Рут огляделась — никого — и взялась за ручку приоткрытой двери, просунула голову в щель.

Жожо лежала, немного изогнувшись, на кровати, спиной к двери. На голове — повязка, на подушке — традиционная гватемальская кукла. Ее Рут видела у Жожо дома. Кукла была ее тотемом, ее талисманом. Загипсованная правая нога Жожо висела под острым углом, поддерживаемая в таком положении сложной системой из шкивов, блоков и ремней. Из-под гипсового панциря высовывалась черная нога. Сам панцирь покрывали надписи, оставленные теми, кто уже навещал Жожо в больнице. Возле настольной лампы лежали карточки и стоял стакан с водой. Теплый, мягкий свет падал на пол и стены широким полукругом, оставляя на середине палаты серую буферную зону. На стене висел небольшой телевизор с выключенным звуком.

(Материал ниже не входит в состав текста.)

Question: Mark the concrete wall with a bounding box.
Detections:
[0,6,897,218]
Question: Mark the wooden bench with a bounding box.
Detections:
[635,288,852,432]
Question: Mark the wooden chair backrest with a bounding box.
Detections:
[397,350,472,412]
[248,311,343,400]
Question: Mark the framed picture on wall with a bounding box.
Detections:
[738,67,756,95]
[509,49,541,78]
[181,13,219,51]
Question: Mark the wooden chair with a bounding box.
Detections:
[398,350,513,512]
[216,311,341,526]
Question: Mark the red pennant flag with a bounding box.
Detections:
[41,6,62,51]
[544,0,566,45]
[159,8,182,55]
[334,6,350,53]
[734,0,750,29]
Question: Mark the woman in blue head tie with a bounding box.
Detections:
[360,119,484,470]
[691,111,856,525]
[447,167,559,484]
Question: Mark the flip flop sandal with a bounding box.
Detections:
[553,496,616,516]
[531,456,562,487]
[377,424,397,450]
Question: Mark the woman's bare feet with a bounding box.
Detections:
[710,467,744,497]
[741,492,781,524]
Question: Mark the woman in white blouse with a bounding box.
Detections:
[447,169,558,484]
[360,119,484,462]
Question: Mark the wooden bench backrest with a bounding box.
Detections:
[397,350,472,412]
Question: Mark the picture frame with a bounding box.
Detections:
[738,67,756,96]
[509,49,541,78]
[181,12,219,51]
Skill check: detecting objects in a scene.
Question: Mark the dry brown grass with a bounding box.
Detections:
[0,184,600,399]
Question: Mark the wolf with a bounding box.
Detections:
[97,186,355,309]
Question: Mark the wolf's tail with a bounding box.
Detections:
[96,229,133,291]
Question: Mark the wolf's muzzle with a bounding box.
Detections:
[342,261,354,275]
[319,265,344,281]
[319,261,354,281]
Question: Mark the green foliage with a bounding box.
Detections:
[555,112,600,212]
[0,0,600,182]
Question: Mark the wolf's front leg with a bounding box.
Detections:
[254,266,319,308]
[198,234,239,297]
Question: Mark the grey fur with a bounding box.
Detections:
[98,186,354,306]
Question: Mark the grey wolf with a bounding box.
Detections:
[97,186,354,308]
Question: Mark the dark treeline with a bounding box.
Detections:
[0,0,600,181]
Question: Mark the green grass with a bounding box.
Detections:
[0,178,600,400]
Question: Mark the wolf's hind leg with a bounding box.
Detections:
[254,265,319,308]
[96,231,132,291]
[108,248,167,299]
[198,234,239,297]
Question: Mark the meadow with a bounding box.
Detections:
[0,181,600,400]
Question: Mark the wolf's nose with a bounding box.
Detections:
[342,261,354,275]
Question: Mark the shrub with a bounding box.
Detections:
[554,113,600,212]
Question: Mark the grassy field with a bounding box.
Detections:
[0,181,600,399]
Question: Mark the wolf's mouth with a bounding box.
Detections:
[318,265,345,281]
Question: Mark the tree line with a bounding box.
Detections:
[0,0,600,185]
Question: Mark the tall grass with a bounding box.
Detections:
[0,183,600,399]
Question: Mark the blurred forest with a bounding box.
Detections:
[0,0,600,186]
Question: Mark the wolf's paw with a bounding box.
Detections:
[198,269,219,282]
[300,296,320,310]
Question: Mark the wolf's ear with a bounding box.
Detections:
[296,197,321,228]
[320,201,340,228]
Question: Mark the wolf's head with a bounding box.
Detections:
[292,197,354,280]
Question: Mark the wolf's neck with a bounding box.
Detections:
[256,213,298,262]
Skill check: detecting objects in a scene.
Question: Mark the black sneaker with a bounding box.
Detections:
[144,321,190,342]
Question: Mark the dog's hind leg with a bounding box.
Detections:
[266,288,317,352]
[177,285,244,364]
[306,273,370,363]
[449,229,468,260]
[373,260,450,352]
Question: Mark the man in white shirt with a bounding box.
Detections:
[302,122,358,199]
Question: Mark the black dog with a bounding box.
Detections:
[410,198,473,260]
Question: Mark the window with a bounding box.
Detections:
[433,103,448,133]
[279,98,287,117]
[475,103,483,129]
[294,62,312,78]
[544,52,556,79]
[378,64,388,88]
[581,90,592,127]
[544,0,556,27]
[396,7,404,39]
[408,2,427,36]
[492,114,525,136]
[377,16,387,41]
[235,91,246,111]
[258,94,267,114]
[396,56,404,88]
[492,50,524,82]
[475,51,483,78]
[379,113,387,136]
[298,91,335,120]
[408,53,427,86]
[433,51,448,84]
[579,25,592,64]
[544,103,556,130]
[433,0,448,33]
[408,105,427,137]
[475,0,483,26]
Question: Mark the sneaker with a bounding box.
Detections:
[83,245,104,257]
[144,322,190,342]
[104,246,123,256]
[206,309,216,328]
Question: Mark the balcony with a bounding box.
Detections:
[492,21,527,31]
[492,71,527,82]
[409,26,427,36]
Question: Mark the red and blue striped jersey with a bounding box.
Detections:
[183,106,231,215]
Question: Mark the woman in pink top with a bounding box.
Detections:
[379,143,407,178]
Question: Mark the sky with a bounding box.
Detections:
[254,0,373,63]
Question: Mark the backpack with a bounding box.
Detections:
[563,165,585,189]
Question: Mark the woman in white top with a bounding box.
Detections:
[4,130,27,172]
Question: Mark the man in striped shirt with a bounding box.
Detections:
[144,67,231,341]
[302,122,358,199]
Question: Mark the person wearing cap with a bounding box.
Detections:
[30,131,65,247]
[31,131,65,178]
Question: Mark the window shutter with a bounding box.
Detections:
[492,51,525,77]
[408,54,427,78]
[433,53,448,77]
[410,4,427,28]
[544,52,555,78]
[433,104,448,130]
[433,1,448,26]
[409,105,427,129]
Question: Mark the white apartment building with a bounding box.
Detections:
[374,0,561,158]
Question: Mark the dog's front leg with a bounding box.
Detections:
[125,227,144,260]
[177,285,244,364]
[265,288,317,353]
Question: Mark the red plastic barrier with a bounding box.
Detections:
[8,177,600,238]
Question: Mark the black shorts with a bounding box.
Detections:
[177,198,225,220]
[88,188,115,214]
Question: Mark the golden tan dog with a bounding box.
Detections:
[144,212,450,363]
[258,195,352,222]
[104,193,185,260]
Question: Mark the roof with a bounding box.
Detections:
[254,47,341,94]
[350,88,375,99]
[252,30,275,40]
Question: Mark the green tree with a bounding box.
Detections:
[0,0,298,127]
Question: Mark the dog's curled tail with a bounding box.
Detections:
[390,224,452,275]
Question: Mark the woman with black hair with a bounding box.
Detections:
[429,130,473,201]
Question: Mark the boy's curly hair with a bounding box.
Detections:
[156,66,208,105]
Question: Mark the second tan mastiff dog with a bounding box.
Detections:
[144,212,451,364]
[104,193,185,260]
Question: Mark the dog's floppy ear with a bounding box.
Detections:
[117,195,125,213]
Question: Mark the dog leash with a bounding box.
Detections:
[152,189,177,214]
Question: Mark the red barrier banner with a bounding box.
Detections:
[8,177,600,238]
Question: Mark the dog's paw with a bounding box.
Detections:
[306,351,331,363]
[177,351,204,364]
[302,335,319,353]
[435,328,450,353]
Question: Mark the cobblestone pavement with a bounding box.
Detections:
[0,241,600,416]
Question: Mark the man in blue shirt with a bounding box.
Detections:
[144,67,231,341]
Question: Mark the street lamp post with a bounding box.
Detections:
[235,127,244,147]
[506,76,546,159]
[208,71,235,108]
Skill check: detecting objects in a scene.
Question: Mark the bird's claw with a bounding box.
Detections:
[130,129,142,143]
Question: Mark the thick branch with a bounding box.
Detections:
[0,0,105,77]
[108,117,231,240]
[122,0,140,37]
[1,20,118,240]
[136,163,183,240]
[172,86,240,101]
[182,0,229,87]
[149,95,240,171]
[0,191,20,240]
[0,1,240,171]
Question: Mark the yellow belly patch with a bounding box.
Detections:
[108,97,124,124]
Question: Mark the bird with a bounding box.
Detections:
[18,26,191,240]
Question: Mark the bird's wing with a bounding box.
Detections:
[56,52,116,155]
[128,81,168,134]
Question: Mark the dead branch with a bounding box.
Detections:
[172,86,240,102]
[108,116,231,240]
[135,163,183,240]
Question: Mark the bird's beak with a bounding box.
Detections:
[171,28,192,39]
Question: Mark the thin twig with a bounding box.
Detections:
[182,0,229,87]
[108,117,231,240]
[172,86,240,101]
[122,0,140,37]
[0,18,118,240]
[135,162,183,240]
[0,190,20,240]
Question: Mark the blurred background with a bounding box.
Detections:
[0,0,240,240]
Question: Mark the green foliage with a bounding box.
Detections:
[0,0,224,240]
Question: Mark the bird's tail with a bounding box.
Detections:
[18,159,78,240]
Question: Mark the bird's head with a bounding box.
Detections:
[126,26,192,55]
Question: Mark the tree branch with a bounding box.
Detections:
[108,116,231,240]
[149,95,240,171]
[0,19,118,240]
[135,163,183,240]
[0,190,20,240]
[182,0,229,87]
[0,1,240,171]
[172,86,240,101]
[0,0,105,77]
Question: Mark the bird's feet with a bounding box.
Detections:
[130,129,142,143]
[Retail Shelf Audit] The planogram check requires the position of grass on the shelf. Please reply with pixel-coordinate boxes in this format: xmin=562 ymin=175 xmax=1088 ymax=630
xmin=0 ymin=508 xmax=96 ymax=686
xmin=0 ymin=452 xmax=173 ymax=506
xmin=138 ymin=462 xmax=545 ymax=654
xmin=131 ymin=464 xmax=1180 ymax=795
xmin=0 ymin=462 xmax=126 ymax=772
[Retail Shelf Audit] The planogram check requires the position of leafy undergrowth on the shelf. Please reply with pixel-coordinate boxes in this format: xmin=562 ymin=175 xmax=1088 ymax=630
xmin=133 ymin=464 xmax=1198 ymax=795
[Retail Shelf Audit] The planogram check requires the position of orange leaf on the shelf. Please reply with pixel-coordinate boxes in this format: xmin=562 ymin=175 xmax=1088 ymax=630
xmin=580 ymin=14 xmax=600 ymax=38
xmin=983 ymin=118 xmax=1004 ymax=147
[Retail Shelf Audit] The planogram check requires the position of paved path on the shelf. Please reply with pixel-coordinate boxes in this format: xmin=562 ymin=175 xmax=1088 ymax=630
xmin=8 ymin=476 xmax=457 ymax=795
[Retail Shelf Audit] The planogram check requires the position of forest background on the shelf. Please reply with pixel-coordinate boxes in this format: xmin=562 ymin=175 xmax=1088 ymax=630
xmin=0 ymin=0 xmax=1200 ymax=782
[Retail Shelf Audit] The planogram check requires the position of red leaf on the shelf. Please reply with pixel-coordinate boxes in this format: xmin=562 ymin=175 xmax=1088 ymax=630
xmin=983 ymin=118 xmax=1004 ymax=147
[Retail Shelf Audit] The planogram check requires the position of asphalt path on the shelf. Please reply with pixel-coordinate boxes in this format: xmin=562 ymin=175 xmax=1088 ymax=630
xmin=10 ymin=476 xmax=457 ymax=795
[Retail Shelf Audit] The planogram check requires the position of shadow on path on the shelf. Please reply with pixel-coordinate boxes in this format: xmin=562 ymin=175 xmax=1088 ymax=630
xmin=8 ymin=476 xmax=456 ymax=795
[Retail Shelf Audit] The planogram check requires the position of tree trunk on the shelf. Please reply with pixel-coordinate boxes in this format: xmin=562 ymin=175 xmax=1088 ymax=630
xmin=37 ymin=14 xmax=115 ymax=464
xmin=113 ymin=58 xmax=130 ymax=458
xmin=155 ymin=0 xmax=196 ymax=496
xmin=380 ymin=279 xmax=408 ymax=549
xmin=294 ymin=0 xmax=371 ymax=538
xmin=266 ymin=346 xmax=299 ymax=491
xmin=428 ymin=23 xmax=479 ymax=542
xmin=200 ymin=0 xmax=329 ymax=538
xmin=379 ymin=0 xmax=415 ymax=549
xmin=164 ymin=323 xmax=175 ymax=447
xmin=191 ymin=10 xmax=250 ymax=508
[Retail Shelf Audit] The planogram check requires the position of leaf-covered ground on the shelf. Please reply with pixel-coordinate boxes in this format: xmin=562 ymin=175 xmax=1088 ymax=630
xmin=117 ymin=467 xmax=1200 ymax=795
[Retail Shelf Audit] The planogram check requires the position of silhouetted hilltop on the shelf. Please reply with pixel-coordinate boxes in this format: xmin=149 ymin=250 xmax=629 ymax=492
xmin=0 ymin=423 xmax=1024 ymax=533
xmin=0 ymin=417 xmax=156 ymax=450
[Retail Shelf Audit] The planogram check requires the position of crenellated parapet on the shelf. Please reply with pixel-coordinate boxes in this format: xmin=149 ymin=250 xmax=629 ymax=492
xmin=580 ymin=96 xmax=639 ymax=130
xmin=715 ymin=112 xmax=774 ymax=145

Показывали документальный фильм о войне: вытянутое лицо Геббельса, лающего на одного из своих подручных; розовощекие рейнские красавицы, украшенные цветочными венками; мальчики в кожаных штанишках, стреляющие из лука; праздник пива с неизменным духовым оркестром…

Славные деньки…

Рут осторожно, чтобы не разбудить спящую, вошла в палату и притворила за собой дверь.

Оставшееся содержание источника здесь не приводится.